In addition to $3.8 million in Internal Revenue Service liens reported in the the Oct. 12 Business Record, liens totaling another $2.9 million tax have been filed against one of the companies.

However, Christopher James, an attorney with Davis Brown Law Firm who is representing Vratsinas and his companies in the tax case, disputed the $6.7 million figure, saying it could represent liens that have been carried forward and included in later filings. The numbers also  do not reflect payments that have been made to date to reduce the balance, he said.

Also this week, one of the businesses that hired a Vratsinas company to handle its payroll, filed a police report in West Des Moines. alleging criminal theft charges are warranted. 

Unraveling the story involves seeing the relationships of  several companies, all owned by Vratsinas, that are being sued by the IRS. The companies, like the tax debt, can appear to be a moving target.

To the public, the company was InFocus Partners, which offered varying degrees of human resources services, primarily to businesses of eight to 10 employees. It is estimated that the West Des Moines company processes payroll, manages benefits and provides other services for 900 workers, most of them in Iowa.

In the background, InFocus Partners’ parent company is Iowa Construction Logistics Inc., created in 2001 to lease employees to John Vratsinas Commercial Contractors Inc. Vratsinas owned both companies. The construction company has changed names and, for the most part, is defunct after having a financial reorganization plan in federal bankruptcy court in June 2009.

In 2008, Iowa Construction Logistics spun off a company called ICL Staffing LLC, and expanded services from leasing employees to the construction industry to handling human resources for a broad range of businesses.

In December 2011, Vratsinas created ICL Staffing Inc. and registered it in the state of Delaware. At the time, InFocus partners experienced a division of labor of sorts, with its payroll services handled by ICL Staffing LLC and ICL Staffing Inc. acting as a professional employer organization that offered a full range of human resources services.

Whatever the name, the companies and Vratsinas racked up federal tax liens that resulted from failure to make payroll tax payments that it had collected from its clients.

Vratsinas, as an individual, faces about $2 million in penalties that are levied against the “responsible” person who controls the payment of withholding tax deductions to the federal government.

Iowa Construction Logistics owes $619,155 in unpaid withholding taxes, according to court records.

ICL Staffing LLC owes the federal government nearly $2.9 million for withholding taxes that should have been paid between September 2009 and October of this year. The company began processing payroll taxes only this year, after ICL Staffing Inc. was created.

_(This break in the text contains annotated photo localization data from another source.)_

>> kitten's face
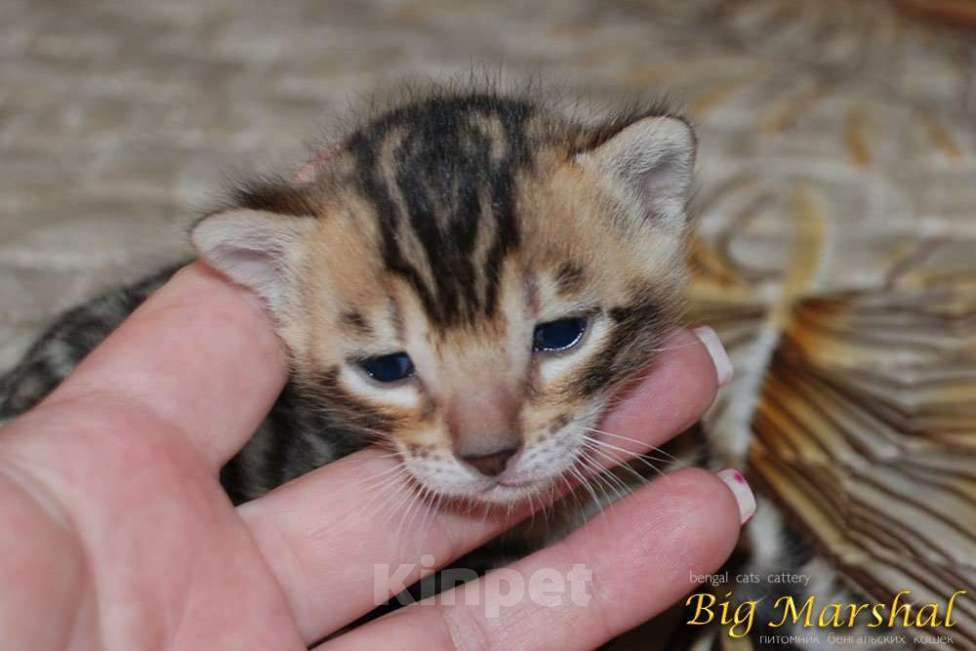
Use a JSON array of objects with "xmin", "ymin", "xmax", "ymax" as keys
[
  {"xmin": 193, "ymin": 94, "xmax": 695, "ymax": 505},
  {"xmin": 289, "ymin": 155, "xmax": 685, "ymax": 504}
]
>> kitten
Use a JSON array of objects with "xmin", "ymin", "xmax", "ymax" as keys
[{"xmin": 0, "ymin": 86, "xmax": 697, "ymax": 507}]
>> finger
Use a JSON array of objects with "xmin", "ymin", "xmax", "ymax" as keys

ICL Staffing Inc. owes nearly $1.2 million in withholding taxes that were due in March and June of this year.

Greater Des Moines businesses learned that they faced potential liability for taxes they thought had been paid by the many faces of InFocus when they were contacted recently by the Internal Revenue Service.

William Smith, an attorney representing a Des Moines excavating company that was contacted by the IRS, said it is difficult to tell exactly how much of his client’s taxes have been paid.

Priority Excavating paid about $850,000 to InFocus to cover its payroll costs. The ecavating company claims in a West Des Moines police report filed by its owner that it has been the victim of a major theft.

Smith said he would be happy just to have the tax bill paid, and InFocus attorney James said that taxes due from the ICL Staffing Inc. arm of InFocus will be paid by the middle of next week.

In late 2011, Vrastinas assigned new titles to InFocus staff, naming Charles Ganske, who went to work as a salesman for the company in 2009, as president.

Ganske and other staff quit the company two weeks ago. Ganske declined comment and the Business Record has not been able to reach Vratsinas for comment.

Nonetheless, in late 2011, InFocus moved from its offices at 5930 Grand Ave. in West Des Moines, where business acquaintances have said Vratsinas had the “Taj Mahal” of executive sites, to offices across a parking lot at 5950 Grand Ave.

Vratsinas’ construction company developed the business park. The building at 5930 Grand sold in January for nearly $4.4 million to Wright Service Corp. The deed was signed by Vratsinas’ father, Gus, who founded a Little Rock, Ark., construction company that was the general contractor for Jordan Creek Town Center.

Vratsinas’ home in West Des Moines is listed for sale for $1.3 million.